2

I'm using py2neo to export data from my neo4j database. (Using Python 2.7 on MacOS X)

Here's the code I've been using:

import csv
from py2neo import neo4j, cypher, node, rel
import pprint

ofile  = open('mydata.csv', 'wb')
writer = csv.writer(ofile, delimiter='\t', quotechar='|', quoting = csv.QUOTE_ALL)
graph_db = neo4j.GraphDatabaseService("http://xx.xx.xx.xx:7474/db/data/")
qs = '''MATCH (a:MyLabel) 
WHERE NOT a.shortdesc = ""
RETURN a.name, a.shortdesc, a.longdesc 
ORDER BY a.name'''
query = neo4j.CypherQuery(graph_db, qs)
writer.writerows(query.stream())

In the properties a.shortdesc and a.longdesc there are clearly some strange characters, and I can't figure out how to encode them properly. I'm getting this error:

UnicodeEncodeError: 'ascii' codec can't encode character u'\u201c' in position 148: ordinal not in range(128)

I've been trying all sorts of different things... how can I take the namedtuples and properly encode them so I can write them to a csv file?

Jed Christiansen
  • 659
  • 10
  • 21

1 Answers1

4

You are trying to write Unicode data containing (among others) a U+201C LEFT DOUBLE QUOTATION MARK codepoint.

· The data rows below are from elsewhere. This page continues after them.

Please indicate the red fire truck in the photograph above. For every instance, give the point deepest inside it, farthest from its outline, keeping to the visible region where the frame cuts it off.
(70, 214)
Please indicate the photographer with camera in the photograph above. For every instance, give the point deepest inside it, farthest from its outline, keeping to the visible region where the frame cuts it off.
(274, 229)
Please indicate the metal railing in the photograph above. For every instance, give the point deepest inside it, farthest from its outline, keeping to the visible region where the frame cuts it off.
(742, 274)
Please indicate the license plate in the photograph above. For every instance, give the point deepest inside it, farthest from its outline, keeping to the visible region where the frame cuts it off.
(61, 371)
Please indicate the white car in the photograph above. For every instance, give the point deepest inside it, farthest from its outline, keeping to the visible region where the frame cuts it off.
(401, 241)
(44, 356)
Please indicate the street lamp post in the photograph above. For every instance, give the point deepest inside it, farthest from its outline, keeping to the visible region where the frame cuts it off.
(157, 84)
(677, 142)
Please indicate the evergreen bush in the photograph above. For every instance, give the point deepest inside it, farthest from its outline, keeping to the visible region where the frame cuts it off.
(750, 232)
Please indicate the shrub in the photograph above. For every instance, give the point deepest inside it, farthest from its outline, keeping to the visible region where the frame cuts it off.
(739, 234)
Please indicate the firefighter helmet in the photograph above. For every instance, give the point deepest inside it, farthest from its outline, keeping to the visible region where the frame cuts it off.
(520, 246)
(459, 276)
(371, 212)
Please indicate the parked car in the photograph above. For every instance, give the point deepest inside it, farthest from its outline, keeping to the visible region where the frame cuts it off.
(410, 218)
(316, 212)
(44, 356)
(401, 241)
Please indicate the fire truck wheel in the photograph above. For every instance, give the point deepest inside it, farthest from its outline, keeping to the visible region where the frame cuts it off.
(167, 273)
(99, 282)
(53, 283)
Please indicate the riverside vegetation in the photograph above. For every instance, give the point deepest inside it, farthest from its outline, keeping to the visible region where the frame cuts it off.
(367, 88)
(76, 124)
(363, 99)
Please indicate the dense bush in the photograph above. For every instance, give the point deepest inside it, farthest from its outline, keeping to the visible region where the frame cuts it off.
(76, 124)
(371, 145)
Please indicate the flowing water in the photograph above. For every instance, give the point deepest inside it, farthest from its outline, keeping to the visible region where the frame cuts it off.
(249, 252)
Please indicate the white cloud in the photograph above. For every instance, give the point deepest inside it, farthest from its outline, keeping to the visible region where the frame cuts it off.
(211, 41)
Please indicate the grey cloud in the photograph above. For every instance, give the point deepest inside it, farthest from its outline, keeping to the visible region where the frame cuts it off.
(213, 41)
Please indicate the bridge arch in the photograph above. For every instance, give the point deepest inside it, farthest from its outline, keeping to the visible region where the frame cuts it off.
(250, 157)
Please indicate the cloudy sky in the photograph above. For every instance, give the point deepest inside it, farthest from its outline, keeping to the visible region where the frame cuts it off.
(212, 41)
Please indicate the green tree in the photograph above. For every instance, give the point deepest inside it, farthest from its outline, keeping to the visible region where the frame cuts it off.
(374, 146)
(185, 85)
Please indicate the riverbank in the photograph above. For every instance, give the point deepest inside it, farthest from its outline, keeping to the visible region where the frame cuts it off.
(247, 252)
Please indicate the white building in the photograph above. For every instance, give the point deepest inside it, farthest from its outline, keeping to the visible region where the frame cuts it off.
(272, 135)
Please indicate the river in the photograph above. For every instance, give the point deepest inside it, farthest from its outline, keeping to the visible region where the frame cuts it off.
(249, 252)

You'll need to encode your values to UTF-8 or find another way to represent the Unicode values as data.

Encoding can be done in a generator expression with a list comprehension to encode each column:

writer.writerows([unicode(c).encode('utf8') for c in row] for row in query.stream())

The unicode() call ensures that non-unicode values are first converted to unicode strings before attempting to encode.

You can also try to 'simplify' the values; the codepoint you found is a 'fancy' quote and is likely just there because a word processor or desktop spreadsheet application decided to replace regular quotes with those. If all of your data is otherwise just ASCII text or numbers, you can try to replace the 'fancy' stuff with ASCII equivalents.

The Unidecode package can replace such codepoints with ASCII versions again:

from unidecode import unidecode

writer.writerows([unidecode(unicode(c)) for c in row] for row in query.stream())
Martijn Pieters
  • 1,048,767
  • 296
  • 4,058
  • 3,343